An application can also modify the handling of its packets by extending the IP headers with one or more IP options. IP options are generally used to aid in statistic collection ( route-record and time stamp )and not to influence path determination as they do offer a performance hit and the internet routers are already optimized for packet forwarding without any additional options. Options such as strict-source route and loose-source route which can be used to control the path packets take are generally blocked by security devices or filters implemented on routers. The router then prepend the appropriate data-link header for its outgoing interface. The ARP process then resolves the next hop IP to data link address ( MAC address ) and the router sends the packet to the next hop, where the process is repeated.
Note: Ethernet frames have a L2 identifier known as a MAC address which have 6 bytes for destination address and 6 bytes for source address.

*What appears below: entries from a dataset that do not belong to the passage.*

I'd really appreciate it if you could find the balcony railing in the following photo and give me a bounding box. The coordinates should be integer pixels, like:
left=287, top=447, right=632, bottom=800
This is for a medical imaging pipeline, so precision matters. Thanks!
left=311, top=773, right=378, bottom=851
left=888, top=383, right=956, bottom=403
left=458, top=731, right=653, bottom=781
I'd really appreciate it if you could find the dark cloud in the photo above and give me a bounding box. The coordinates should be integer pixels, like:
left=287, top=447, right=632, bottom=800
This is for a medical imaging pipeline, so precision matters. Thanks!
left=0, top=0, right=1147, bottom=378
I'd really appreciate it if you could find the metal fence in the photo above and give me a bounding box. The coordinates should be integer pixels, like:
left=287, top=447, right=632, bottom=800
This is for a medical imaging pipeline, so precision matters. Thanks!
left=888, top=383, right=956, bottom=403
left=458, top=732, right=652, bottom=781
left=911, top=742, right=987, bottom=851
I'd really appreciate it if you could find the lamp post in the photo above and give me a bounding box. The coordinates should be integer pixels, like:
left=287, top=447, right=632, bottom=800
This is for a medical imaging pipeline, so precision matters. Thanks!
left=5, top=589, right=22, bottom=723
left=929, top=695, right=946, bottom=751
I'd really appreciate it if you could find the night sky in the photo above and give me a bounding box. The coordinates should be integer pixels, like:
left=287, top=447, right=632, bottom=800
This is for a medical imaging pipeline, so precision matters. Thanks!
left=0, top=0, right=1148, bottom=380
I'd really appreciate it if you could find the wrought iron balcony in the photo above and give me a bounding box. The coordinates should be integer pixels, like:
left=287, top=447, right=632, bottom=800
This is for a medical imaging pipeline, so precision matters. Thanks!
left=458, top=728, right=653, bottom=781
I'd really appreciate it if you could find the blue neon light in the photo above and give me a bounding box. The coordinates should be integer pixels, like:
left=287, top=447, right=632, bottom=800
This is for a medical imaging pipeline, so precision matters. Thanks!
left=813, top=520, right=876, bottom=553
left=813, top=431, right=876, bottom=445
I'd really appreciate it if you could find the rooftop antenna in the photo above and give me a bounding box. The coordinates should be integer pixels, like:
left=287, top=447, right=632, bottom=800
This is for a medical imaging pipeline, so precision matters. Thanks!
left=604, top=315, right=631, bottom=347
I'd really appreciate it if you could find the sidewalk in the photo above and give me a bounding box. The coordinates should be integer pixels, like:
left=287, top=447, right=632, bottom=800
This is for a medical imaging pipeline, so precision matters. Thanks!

The ARP process is very simple and it basically translates IP address ( L3 ) into the associated MAC addresses ( L2 ). Consider the communication between two hosts on an Ethernet Segment – host 1 has IP address 10.10.10.1 and host 2 has IP address 10.10.10.2. For these hosts to communicate , they need to build frames at L2 with source and destination hardware MAC addresses. Host 1 opens up a web browser and try to connect to a service on host 2 which has a destination of 10.10.10.2. Host 1 uses ARP to map the IP address to the MAC address of the destination host.
a) Host 1 sends a broadcast ARP request on the Ethernet LAN segment which contains the IP address of the destination host ( 10.10.10.2 ).
b) As these message is a broadcast, all the hosts on the segment receive the ARP broadcast request and examine the IP field of the request.
c) Hosts 2 identifies its own IP in the request and sends an ARP response with the information about its MAC address. The ARP response is a unicast (single network destination identified by a unique address ) to the host that generated the request.
d) The hosts will now cache the results of the information from the ARP requests and responses into a cache table known as the ARP table.
The ARP tables optimizes communications between directly connected devices. Upon receiving an ARP response, devices keep the IP-to-MAC address mapping for some time, usually up to 4 hours. This means a router does not need to send an ARP request for any IP address it has previously learned. ARP tables may also be updated by what is known as a gratuitous ARP. A gratuitous ARP is a ARP request that a host sends to itself with the purpose of updating its neighbors ARP tables. An example of this would be when a VM is moved from one ESX host to another and in order for the other devices to know that it has moved, it sends a gratuitous ARP. This process updates the router’s ARP table. Due to ARP’s simplistic approach in operation Layer 2 attacks can exploit its vulnerability. One of the main security drawbacks of ARP is that it does not provide any control that proves that a particular MAC address truly corresponds to a given IP address. An attacker can exploit this by sending a forged ARP reply with its MAC address and IP address of a default gateway. When victims update their ARP table with this new entry, they start to send packets to the attackers host instead of the intended gateway. The attacker can then monitor all traffic destined to the default gateway. This is known as ARP spoofing.